6. Alat Ukur Kecemasan
Mengetahui sejauh mana derajat kecemasan seseorang apakah ringan, sedang, berat atau panik dengan menggunakan alat ukur kecemasan, yaitu Hamilton Rating Scale For Anxiety (HRS-A). Hamilton Anxiety Rating Scale (HARS) digunakan untuk melihat tingkat keparahan terhadap gangguan kecemasan seorang pasien. HARS terdiri atas 14 item penilaian (Hamilton, 1959 & Hidayat, 2007), yaitu:
a. Anxious mood: menunjukkan ketakutan yang luar biasa terhadap ketidakpastian masa depan, merasa khawatir, merasa tidak aman, mudah tersinggung, dan kecemasan.
b. Ketegangan (tension): menunjukkan ketidakmampuan pasien untuk bersikap relaks, tidak nervous, ketegangan, gemetaran, dan kepenatan.
c. Ketakutan (fear): menunjukkan ketakutan pasien di keramaian, terhadap binatang, di tempat umum, sendirian, keramaian lalu lintas, orang asing, kegelapan kerumunan orang banyak.
d. Sulit tidur (insomnia): menjukkan pengalaman pasien terhadap durasi tidur dan kepulasan tidur selama 3 malam sebelumnya. Catatan: tanpa penggunaan obat penenang.
e. Sulit konsentrasi dan daya ingat: menunjukkan ketidakmampuan pasien untuk berkonsentrasi, mengambil keputusan terhadap kejadian sehari-hari, dan lemahnya daya ingat.
f. Depressed mood: menunjukkan komunikasi pasien baik secara verbal maupun non-verbal tentang kesedihan, depresi, tanpa harapan, kemurungan, dan ketidakberdayaan.
g. Gejala-gejala somatik umum (motorik): pasien merasa lemah, sakit, ketegangan otot seperti pada bagian leher dan rahang.
h. Gejala-gejala somatik umum (sensorik): pasien merasa penat dan lemah, atau mengalami gangguan fungsi perasa seperti: tinnitus, mata kabur, sensasi panas-dingin dan keringat buntat.
i. Gejala-gejala yang berhubungan dengan jantung (cardiovascular): termasuk tachycardia, jantung berdebar, tekanan pada bagian dada, dentaman pada pembuluh darah, dan perasaan seakanakan ingin pingsan.
j. Gejala-gejala yang berhubungan dengan pernafasan: seperti merasa sesak nafas atau kontraksi pada tenggorokan atau dada, atau rasa seperti tercekik.
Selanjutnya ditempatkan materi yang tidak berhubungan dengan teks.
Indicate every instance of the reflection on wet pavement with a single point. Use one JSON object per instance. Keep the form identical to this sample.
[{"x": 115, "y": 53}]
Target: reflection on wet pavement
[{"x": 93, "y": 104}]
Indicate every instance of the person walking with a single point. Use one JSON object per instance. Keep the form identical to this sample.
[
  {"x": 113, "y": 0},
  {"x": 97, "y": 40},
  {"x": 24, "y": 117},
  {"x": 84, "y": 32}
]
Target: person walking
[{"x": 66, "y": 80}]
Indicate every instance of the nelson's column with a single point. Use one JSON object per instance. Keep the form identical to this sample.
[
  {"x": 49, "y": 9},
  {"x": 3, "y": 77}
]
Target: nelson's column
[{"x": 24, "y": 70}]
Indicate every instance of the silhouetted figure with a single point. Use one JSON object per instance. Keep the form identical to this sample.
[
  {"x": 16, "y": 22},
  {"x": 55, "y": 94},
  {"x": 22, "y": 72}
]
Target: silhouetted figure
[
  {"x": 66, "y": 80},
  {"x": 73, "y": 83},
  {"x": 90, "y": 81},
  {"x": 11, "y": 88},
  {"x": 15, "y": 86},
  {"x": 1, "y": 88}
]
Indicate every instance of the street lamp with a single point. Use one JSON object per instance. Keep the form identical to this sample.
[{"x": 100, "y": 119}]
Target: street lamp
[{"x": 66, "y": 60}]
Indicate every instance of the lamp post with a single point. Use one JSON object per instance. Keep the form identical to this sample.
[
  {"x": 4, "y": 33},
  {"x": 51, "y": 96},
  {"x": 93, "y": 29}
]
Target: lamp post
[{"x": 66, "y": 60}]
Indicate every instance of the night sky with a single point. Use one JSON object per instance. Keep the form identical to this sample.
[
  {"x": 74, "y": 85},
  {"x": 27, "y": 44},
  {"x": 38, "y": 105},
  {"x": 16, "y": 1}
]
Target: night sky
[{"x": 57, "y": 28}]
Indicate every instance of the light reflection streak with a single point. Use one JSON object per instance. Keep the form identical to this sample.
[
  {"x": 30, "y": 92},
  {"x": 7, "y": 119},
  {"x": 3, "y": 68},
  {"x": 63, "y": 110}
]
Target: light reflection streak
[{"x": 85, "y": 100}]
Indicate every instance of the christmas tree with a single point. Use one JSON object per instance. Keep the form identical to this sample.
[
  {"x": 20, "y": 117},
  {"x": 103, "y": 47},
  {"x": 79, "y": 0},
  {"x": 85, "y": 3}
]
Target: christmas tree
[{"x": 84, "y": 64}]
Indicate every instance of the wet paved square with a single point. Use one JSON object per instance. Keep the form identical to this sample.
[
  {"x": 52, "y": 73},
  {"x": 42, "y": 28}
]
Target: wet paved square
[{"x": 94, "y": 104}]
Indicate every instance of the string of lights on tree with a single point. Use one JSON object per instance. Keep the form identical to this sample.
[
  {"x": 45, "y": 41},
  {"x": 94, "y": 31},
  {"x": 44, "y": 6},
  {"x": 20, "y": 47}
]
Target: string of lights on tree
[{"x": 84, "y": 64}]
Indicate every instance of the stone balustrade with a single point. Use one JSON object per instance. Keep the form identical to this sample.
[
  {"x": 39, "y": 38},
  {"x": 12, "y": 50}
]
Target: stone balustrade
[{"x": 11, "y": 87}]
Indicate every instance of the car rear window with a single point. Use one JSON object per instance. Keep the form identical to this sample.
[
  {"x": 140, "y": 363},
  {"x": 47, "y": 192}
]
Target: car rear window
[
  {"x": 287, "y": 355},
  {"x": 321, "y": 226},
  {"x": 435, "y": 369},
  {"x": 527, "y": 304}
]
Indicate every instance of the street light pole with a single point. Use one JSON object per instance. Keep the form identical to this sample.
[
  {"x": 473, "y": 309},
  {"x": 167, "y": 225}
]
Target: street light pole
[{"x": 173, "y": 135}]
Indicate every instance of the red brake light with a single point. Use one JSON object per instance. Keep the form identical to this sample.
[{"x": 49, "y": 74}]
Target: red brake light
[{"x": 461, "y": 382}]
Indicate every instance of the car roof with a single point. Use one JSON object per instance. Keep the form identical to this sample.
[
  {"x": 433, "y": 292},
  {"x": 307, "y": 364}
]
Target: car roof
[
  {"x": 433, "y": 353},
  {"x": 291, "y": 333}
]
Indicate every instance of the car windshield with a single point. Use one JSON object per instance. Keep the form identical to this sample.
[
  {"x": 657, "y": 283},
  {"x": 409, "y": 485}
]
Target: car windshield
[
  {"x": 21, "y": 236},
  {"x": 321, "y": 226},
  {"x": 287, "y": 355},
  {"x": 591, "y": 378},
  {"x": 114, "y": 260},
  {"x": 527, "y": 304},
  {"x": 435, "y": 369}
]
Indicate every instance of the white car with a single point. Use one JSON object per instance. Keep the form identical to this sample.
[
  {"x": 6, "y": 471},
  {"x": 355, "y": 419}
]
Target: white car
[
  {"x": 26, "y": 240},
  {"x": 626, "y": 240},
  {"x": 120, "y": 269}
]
k. Gejala-gejala yang berkaitan dengan usus (Gastro-intestinal): seperti sulit menelan, merasa ada tekanan pada bagian perut, gangguan pencernaan (rasa panas pada bagian perut, sakit perut berhubungan dengan makanan, mual dan muntah), perut terasa keroncongan dan diare.
l. Gejala-gejala yang berhubungan dengan saluran kencing (Genito-urinary): termasuk gejala-gejala non-organik atau psikis, seperti: sering atau susah buang air kecil, menstruasi tidak teratur, anorgasmia, ejakulasi dini.
m. Gejala-gejala otonomik lainnya, seperti: mulut terasa kering, pucat, sering keluar keringat dingin dan pusing.
n. Sikap pada saat wawancara seperti: pasien kelihatan tertekan, nervous, gelisah, tegang, suara gemetar, pucat, keluar keringat.
Setiap item bernilai 0, 1, 2, 3 atau 4. Nilai 0 menunjukkan tidak ada gejala-gejala yang tampak, dan nilai 4 menunjukkan gejala-gejala dominan dan sangat mengganggu. Total nilai yang diperoleh menunjukkan tingkat keparahan: tidak ada gejala kecemasan dengan nilai
skor 0-13, gejala ringan dengan nilai skor 14 – 20, gejala sedang dengan nilai skor 21-27, gejala berat nilai skor 28 -42, gejala berat sekali/panik dengan nilai skor 43-56.